There was no immediate word from China on the Malabar exercises.
India holds the annual drills with the US and Japanese navies each year as part of the Quadrilateral Security Dialogue.
India agreed to invite Australia for next month’s exercise in the Bay of Bengal, it said, in a sign of cooperation.
“As India seeks to increase cooperation with other countries in the maritime security domain and in the light of increased defence cooperation with Australia, Malabar 2020 will see the participation of the Australian navy,” the defence ministry said in a statement.
The ABC cited defence sources that suggested a warship such as HMAS Hobart or HMAS Brisbane would likely be deployed to Exercise Malabar.
China has previously denounced the Quad as an attempt to contain its development.
In a joint statement on Monday night, Senator Reynolds and Japanese defence minister Kishi Nabuo said their nations would continue to coordinate closely on the security situation in the South China Sea.
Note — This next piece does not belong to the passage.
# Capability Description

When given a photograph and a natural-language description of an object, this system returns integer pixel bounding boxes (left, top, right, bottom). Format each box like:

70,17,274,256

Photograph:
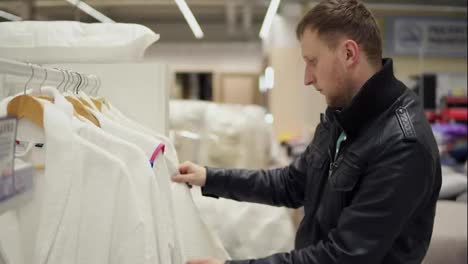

They affirmed the importance of upholding freedom of navigation and overflight.
Without naming China they reaffirmed their “serious concern” about the militarisation of disputed islands and reefs, “dangerous or coercive use” of coast guard vessels and “maritime militia” and efforts to disrupt other countries’ resource exploitation activities.
“The ministers reinforced their strong opposition to any attempts to unilaterally change the status quo by coercion in the South China Sea,” their statement said.
India’s decision on expanding the Malabar exercises comes at a time when it is locked in a military stand-off on the disputed land border with China.
Thousands of troops are in close proximity in the western Himalayas, where India says Chinese troops have intruded deep across its side of the de facto border.
Officials in Beijing deny any intrusion and say India has been building roads and other infrastructure in the disputed area causing the crisis.